Opponents of President Barack Obama’s plan for more offshore drilling, particularly off the East Coast, say the explosion on the Deepwater Horizon should be taken as a warning to slow the fervor to “drill, baby drill.”
“I would hope it would serve as another wake-up call on this issue that there is no such thing as safe oil drilling,” said Sara Wan, a member of the California Coastal Commission, a state regulatory agency. “Once that oil starts leaking in the ocean, that damage is irreversible. You just look at what happened with Exxon-Valdez — they’re still feeling the effects of it. There’s no real way to clean it up.”
Obama showed no sign of budging Friday. Spokesman Robert Gibbs said the president still believes increasing domestic oil production can be done safely, securely and without harming the environment.
“I don’t honestly think it opens up a whole new series of questions, because, you know, in all honesty I doubt this is the first accident that has happened and I doubt it will be the last,” Gibbs said.
On March 31, Obama called for new offshore drilling in the Atlantic Ocean from Delaware to central Florida, plus the northern waters of Alaska. He also wants Congress to lift a drilling ban in the oil-rich eastern Gulf of Mexico, 125 miles from Florida beaches.

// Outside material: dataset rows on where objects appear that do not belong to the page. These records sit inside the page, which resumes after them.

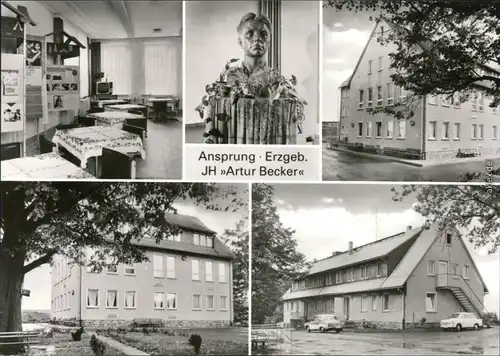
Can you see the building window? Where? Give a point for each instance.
(223, 302)
(93, 298)
(195, 270)
(430, 302)
(446, 100)
(364, 303)
(129, 270)
(385, 302)
(456, 131)
(432, 130)
(369, 127)
(390, 129)
(112, 299)
(159, 266)
(196, 301)
(209, 273)
(171, 301)
(130, 300)
(222, 272)
(390, 93)
(446, 131)
(159, 300)
(210, 302)
(465, 272)
(402, 128)
(170, 267)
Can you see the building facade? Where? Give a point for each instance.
(440, 127)
(187, 282)
(417, 277)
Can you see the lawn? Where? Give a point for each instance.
(65, 346)
(214, 342)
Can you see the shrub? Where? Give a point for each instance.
(97, 346)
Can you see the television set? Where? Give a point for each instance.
(105, 88)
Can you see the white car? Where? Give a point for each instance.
(324, 323)
(462, 320)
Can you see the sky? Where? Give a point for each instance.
(345, 34)
(326, 217)
(38, 281)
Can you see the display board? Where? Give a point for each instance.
(63, 87)
(12, 92)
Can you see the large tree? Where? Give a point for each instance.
(275, 259)
(237, 240)
(473, 209)
(450, 47)
(41, 219)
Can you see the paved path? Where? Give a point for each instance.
(350, 166)
(484, 342)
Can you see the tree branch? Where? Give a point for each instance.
(40, 261)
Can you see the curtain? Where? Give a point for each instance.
(116, 65)
(162, 68)
(83, 61)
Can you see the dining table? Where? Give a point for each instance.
(124, 107)
(87, 142)
(45, 166)
(113, 118)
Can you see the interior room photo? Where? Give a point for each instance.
(274, 99)
(91, 89)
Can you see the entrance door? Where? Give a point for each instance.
(442, 274)
(346, 308)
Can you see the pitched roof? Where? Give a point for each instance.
(366, 252)
(188, 223)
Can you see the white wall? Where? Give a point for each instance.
(211, 40)
(300, 56)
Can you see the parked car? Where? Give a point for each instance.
(462, 320)
(324, 323)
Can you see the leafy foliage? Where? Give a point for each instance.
(275, 259)
(473, 208)
(449, 48)
(237, 240)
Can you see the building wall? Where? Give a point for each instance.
(351, 114)
(466, 116)
(145, 285)
(419, 283)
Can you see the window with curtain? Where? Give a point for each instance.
(161, 63)
(116, 64)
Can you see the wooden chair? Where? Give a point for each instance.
(134, 129)
(117, 165)
(10, 151)
(46, 145)
(86, 121)
(142, 123)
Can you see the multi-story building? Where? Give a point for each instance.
(186, 282)
(419, 276)
(440, 127)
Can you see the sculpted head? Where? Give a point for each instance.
(254, 34)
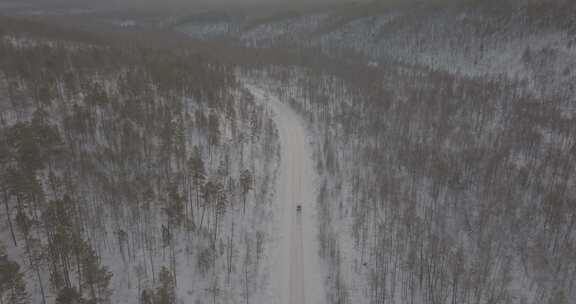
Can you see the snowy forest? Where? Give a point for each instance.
(380, 152)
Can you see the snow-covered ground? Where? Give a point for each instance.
(297, 275)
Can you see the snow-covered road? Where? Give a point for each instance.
(296, 276)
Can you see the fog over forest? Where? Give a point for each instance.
(275, 152)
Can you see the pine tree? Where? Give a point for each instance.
(96, 277)
(12, 286)
(166, 292)
(246, 181)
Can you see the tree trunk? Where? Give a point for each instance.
(9, 219)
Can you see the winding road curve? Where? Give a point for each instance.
(296, 275)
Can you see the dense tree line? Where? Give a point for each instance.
(125, 170)
(452, 189)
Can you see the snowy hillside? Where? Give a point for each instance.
(531, 42)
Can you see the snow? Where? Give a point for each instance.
(297, 275)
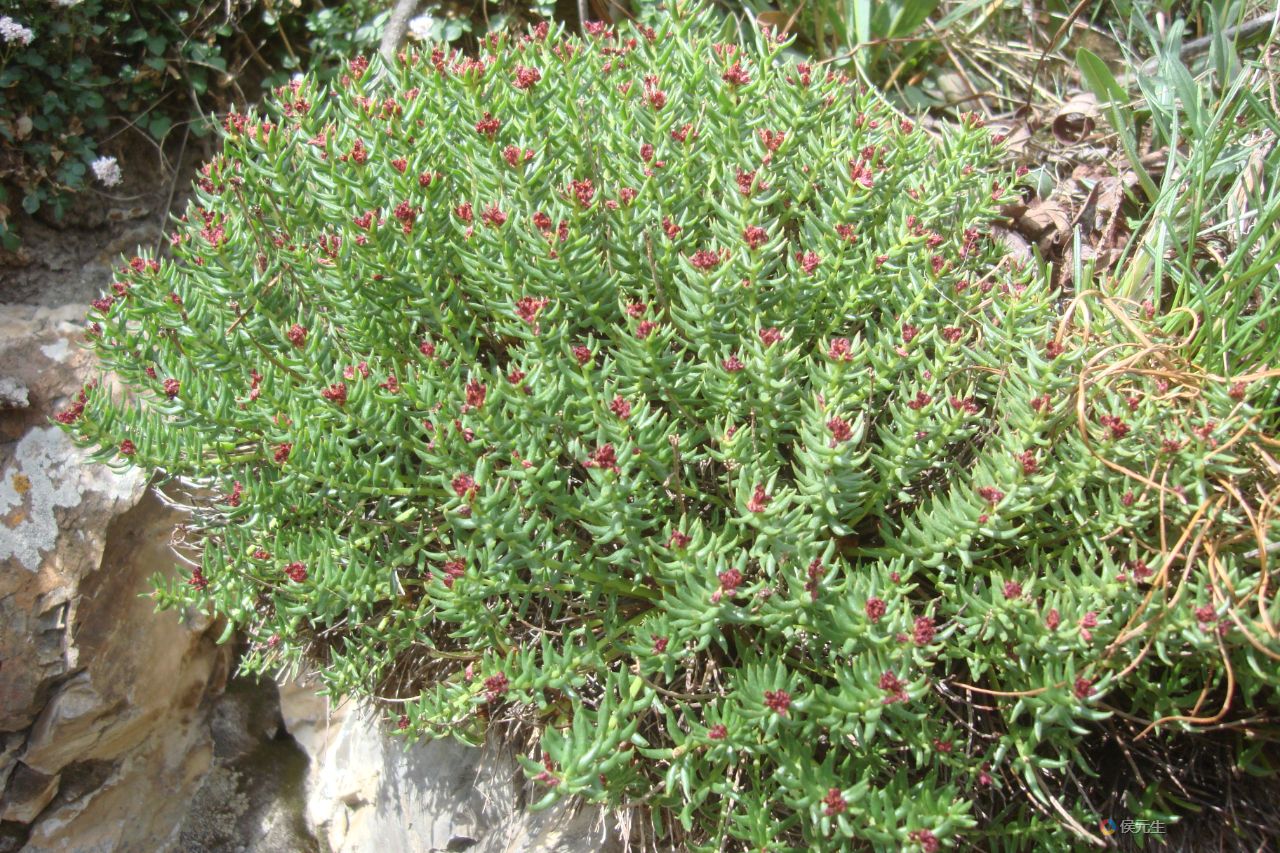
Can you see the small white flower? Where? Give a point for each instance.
(421, 27)
(13, 31)
(108, 170)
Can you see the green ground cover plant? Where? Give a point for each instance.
(667, 407)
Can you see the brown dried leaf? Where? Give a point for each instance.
(1043, 218)
(1075, 119)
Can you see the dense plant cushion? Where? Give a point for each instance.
(671, 405)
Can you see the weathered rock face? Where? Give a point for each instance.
(371, 793)
(103, 703)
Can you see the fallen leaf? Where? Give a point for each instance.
(1075, 119)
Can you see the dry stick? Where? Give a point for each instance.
(393, 33)
(1244, 32)
(1216, 717)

Interior Secretary Ken Salazar said Friday that the Obama administration’s drilling plan would assess potential risks and benefits of any offshore site before drilling is pursued. No new lease sales are planned before at least 2012.
An undetermined amount of oil has spilled from the Deepwater Horizon, which is owned by Transocean Ltd. The sheen appeared to cover an area about two miles wide and eight miles long Friday afternoon, said Petty Officer Ashley Butler of the Coast Guard.
BP, which is taking the lead in the cleanup, said it has activated an extensive oil spill response, including using remotely operated vehicles to assess the well and 32 vessels to mop up the spill.
Rear Adm. Landry said no oil appeared to be leaking from a well head at the ocean floor, nor was any leaking at the water’s surface. But she said crews were closely monitoring the rig for any more crude that might spill out.
About half a dozen boats were using booms to trap the thin sheen, which extended about seven miles north of the rig site. There was no sign of wildlife being affected; the Louisiana coast is about 50 miles away.
Strong winds were blowing generally from the south as a cold front approached from Texas. The passage of the front late Friday or Saturday was expected to shift winds to the north, which could push the sheen away from the coast. Crews were trying to contain what spilled and prevent any threat to the coast’s fragile coastal wetlands — nurseries for fish and shrimp and habitat for birds.
The Marine Spill Response Corp., an energy industry cleanup consortium, brought seven skimmer boats to suck oily water from the surface, four planes that can scatter chemicals to disperse oil, and 500,000 feet — 94.6 miles — of containment boom, a floating barrier with a skirt that drapes down under the water and corrals the oil.
U.S. Sen. Bill Nelson called for a congressional investigation of safety practices at offshore oil rigs. Nelson, a Florida Democrat who has led opposition to offshore drilling, said he asked the U.S. Interior Department to investigate and provide a comprehensive report on all U.S. drilling accidents over at least the last decade.
“The tragedy off the coast of Louisiana shows we need to be asking a lot more tough questions of big oil,” Nelson said. “I think we need to look back over 10 years or so to see if the record denies the industry’s claims about safety and technology.”